The final technical element of the hub will be an analysis of available software that can spot manipulated images in manuscripts.
Assistance for editors
Joris van Rossum, director of research integrity at STM, says that the organization hopes to have versions of the paper-mill detection and duplicate-submission alerts available for wider use by early next year.
The applications will support rather than replace editors and peer reviewers, says Nicola Nugent, publishing manager for quality and ethics at the Royal Society of Chemistry in London, which has been involved in developing the hub. Alerts will still need to be acted on by people, but some degree of automation is important, because “publishers are often working at significant scale, assessing high volumes of submissions”, she says.
As well as the online tools, STM is working with the Committee on Publication Ethics, an advisory body based in Eastleigh, UK, to provide publishers with guidance and policies on how to deal with integrity issues.

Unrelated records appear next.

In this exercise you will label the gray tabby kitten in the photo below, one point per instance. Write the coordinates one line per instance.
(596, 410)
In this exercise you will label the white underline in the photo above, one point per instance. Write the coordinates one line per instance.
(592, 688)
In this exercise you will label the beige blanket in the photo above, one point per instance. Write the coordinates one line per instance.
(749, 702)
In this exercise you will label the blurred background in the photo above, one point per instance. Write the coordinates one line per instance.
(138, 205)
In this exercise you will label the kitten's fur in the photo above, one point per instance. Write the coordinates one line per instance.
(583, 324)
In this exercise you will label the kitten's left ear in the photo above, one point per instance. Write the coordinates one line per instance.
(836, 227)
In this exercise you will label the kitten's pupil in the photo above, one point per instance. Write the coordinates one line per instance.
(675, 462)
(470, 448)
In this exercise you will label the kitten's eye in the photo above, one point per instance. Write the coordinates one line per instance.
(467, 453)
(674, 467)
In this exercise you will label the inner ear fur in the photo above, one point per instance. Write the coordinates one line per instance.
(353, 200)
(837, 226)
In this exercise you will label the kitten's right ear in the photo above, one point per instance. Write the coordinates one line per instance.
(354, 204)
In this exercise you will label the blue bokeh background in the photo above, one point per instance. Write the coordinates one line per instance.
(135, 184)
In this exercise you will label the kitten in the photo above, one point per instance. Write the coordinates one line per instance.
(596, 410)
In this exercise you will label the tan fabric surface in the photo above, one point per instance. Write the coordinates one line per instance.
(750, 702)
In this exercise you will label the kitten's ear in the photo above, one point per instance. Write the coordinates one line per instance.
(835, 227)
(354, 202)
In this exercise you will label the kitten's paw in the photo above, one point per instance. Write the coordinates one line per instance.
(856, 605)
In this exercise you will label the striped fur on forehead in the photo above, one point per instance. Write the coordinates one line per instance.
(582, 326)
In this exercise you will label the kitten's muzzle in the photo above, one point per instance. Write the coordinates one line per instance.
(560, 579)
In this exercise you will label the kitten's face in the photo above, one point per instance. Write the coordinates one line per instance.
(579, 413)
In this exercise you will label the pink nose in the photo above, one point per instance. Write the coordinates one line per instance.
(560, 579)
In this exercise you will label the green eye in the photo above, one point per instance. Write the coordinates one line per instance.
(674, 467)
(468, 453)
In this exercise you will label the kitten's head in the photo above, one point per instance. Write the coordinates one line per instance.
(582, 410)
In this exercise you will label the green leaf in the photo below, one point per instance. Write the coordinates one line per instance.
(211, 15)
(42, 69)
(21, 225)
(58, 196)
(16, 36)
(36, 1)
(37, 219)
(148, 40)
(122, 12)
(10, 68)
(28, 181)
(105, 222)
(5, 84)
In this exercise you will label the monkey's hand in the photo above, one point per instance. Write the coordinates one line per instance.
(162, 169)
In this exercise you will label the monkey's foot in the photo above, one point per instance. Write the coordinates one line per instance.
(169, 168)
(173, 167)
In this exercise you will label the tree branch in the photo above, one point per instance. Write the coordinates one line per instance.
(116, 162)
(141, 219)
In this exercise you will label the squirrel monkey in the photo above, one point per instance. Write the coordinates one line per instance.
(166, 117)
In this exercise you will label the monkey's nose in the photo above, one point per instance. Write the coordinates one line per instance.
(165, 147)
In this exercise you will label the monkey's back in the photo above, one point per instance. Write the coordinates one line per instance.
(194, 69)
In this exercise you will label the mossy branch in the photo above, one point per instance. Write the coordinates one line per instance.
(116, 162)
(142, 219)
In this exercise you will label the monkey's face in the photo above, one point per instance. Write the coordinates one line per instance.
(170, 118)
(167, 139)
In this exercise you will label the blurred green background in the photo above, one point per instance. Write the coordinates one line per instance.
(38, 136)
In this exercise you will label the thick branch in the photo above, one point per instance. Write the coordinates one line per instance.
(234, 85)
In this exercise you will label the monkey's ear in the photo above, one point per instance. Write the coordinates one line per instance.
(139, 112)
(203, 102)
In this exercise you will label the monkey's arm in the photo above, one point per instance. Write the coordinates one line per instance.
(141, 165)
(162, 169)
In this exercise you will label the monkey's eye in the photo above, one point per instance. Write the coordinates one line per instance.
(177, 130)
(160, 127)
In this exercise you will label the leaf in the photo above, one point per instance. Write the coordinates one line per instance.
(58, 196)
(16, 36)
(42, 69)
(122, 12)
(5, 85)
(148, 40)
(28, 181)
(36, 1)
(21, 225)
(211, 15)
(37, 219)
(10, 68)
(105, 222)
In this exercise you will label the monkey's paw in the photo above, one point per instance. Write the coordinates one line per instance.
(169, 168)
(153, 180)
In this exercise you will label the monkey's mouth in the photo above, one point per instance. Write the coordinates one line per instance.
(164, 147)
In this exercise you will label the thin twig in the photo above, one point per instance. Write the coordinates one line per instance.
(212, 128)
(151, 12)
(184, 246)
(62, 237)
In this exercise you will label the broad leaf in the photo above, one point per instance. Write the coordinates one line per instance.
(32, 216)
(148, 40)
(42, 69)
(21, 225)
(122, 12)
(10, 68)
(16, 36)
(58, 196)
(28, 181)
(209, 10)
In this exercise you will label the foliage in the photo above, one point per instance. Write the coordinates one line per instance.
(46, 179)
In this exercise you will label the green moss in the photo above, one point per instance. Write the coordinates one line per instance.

It is producing a series of workshops for publishers to share information and learn from each other.
So far, the hub has been funded by an initial, undisclosed, investment by STM. Next year, the company will be seeking voluntary funding from hub members and looking at how to make the project financially sustainable. “It’s still too early to speculate, but we expect to recover at least part of the operational costs by a fee for integrating the hub into the publishers’ editorial systems,” says van Rossum.